The movie has received mixed reviews and my guess is that people who are in the camp of President Janie Orlean/Donald Trump would pish posh the concepts presented in it and call it virtue signaling or an attempt at wokeness. They would put potential profit in the immediate time line over the scientifically certain annihilation of life on the planet.

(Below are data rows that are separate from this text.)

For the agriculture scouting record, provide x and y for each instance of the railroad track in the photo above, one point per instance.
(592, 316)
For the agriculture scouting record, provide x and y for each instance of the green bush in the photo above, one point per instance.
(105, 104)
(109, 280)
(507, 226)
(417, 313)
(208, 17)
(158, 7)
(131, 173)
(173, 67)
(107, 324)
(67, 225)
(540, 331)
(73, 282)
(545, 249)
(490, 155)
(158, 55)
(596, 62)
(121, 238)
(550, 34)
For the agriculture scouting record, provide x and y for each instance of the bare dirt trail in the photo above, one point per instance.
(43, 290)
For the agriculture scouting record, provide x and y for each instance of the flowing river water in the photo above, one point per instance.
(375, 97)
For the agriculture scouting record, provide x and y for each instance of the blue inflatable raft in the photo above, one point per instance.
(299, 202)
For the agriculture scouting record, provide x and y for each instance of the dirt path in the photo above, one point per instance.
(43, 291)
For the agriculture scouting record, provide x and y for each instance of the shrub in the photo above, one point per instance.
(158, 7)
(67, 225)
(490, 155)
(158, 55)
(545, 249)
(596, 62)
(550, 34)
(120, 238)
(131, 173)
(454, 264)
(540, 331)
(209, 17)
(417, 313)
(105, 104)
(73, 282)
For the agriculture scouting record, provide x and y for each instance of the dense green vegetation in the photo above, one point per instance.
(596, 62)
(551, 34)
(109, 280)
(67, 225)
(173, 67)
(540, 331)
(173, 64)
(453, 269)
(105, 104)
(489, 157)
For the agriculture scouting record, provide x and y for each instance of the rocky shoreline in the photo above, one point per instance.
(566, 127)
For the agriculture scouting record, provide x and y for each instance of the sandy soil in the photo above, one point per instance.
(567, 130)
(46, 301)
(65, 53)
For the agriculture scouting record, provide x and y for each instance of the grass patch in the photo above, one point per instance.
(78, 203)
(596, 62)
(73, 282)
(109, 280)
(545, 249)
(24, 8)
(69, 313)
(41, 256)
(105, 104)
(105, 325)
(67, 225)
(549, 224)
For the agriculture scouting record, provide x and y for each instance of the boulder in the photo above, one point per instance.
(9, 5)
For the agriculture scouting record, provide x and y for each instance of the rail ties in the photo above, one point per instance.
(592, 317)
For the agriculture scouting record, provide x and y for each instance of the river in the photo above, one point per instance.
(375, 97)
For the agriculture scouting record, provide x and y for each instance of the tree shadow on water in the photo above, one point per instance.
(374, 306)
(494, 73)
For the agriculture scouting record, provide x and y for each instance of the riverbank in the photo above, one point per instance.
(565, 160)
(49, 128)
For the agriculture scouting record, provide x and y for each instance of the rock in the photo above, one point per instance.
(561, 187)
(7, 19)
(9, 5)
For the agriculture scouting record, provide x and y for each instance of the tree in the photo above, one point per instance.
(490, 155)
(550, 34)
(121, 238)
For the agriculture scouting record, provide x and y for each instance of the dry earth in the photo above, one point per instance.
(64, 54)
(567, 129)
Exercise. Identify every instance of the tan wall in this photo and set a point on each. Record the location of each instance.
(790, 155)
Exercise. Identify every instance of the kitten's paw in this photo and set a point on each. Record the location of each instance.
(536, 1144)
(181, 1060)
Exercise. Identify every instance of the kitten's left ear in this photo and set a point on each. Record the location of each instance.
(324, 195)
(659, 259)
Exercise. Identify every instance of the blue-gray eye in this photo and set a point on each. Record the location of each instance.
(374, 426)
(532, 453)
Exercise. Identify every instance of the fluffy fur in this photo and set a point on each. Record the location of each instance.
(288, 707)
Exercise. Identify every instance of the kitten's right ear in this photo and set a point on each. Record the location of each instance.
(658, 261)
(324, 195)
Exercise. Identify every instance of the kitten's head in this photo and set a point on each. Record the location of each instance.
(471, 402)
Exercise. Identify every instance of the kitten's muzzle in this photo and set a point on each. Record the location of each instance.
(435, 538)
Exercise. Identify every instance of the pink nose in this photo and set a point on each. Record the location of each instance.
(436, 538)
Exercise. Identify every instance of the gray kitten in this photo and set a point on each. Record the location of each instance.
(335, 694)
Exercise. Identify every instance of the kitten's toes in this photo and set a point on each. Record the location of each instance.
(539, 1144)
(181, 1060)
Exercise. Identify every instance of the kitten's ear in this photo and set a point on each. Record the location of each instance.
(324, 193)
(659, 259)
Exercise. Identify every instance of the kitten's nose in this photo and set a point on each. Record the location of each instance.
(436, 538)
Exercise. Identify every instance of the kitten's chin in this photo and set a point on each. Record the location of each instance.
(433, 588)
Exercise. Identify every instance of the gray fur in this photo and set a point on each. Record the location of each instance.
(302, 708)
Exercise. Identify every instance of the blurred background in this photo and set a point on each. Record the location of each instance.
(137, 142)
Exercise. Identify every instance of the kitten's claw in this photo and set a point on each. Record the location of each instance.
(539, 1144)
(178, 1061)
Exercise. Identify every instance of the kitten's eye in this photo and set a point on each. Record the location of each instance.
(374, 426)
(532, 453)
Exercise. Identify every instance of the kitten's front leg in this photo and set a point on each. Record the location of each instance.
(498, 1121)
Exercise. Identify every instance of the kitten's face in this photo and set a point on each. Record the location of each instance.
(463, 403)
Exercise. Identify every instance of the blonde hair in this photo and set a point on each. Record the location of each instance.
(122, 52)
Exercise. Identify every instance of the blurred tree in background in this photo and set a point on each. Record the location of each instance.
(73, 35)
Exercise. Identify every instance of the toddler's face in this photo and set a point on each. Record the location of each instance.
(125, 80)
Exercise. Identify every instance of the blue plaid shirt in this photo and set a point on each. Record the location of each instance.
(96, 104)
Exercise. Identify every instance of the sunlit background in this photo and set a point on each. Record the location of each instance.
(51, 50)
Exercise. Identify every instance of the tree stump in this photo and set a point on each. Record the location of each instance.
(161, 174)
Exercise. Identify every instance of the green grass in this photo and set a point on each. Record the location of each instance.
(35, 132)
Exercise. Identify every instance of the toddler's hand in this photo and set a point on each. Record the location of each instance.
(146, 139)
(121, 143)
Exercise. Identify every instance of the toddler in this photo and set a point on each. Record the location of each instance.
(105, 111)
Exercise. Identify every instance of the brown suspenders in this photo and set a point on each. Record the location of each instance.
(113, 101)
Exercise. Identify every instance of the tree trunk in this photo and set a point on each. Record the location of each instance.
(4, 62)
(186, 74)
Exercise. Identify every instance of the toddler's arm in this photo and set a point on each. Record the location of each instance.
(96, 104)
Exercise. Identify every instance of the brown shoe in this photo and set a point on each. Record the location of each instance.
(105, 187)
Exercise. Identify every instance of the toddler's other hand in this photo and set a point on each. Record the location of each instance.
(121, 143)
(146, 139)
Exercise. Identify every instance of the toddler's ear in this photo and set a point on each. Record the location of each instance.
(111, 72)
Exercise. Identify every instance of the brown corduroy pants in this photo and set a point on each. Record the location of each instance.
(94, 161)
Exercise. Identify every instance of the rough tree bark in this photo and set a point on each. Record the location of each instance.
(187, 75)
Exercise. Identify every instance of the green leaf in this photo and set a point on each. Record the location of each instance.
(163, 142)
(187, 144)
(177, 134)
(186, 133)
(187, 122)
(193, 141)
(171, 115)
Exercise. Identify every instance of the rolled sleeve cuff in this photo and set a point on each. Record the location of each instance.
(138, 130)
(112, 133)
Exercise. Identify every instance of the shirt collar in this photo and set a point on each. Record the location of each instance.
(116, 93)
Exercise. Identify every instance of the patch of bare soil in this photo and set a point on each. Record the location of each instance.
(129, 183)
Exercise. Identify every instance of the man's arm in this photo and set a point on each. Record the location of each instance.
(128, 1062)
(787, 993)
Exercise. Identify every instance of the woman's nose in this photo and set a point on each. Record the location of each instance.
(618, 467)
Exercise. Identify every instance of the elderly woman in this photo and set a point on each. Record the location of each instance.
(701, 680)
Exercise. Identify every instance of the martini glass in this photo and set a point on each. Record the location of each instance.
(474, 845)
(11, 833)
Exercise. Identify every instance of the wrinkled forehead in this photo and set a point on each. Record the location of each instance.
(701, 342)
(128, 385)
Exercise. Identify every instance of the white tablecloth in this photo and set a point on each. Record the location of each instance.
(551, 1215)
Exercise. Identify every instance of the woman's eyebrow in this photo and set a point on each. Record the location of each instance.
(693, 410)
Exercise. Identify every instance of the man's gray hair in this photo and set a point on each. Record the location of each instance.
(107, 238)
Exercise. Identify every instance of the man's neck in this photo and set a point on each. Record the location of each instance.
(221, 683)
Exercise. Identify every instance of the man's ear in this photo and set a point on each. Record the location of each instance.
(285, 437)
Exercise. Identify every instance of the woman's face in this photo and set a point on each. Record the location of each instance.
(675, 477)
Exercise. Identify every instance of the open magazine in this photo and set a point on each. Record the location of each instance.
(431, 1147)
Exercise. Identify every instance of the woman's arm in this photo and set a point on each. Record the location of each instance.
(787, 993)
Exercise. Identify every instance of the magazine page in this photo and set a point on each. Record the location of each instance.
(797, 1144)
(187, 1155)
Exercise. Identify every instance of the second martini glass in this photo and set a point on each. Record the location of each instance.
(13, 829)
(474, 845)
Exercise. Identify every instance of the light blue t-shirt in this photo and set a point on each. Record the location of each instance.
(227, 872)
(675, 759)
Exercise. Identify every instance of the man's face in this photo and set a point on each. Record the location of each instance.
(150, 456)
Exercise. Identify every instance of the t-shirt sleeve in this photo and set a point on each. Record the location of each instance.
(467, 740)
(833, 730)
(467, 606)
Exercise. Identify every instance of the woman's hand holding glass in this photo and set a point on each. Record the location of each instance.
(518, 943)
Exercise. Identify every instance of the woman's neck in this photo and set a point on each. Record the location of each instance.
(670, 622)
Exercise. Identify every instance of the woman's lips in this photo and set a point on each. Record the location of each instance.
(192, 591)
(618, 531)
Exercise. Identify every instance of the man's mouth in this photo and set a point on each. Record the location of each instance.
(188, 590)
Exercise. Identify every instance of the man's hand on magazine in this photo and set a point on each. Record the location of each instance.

The reality is, we can’t eat money and that we all, regardless of on which side of the aisle we stand, breathe the same air and drink the same water. The same is true for the virus. It has no conscience and doesn’t care who anyone voted for. It is an equal opportunity killer.

What was the most moving aspect of the film were the scenes of the animals who were going about their business of existing, and who had no inkling that their obliteration was imminent. Many people are oblivious as well. That mirrors the environmental crisis that might be halted if the entire world took it seriously. Our best and brightest minds could apply their knowledge to ameliorate the effects and prevent it from worsening.

I was also touched by the strong bonds of love and family that were reinforced at the end of the film.

The star-studded cast giving it their acting all, made a disaster movie that was anything but a disaster. It was an emotional roller coaster ride with needed laughs at the all too true absurdity of the way we function on the planet.

The film is preaching to the choir, but it may also make some inroads with those who need a good wake-up call. We don’t have the luxury of subtlety. It isn’t one of those situations where we all have to agree to disagree. I’m glad that director Adam McKay and the actors involved are using this platform to loudly, pointedly, and necessarily present this call to action.

Please don’t wait until it’s too late to utter the words of Dr. Randall Mindy, “We really did have everything, didn’t we? I mean, when you think about it.”

I won’t spoil the ending, but as I had been encouraged, don’t turn it off until after the credits run, since there is a chuckle-worthy comeuppance that occurs.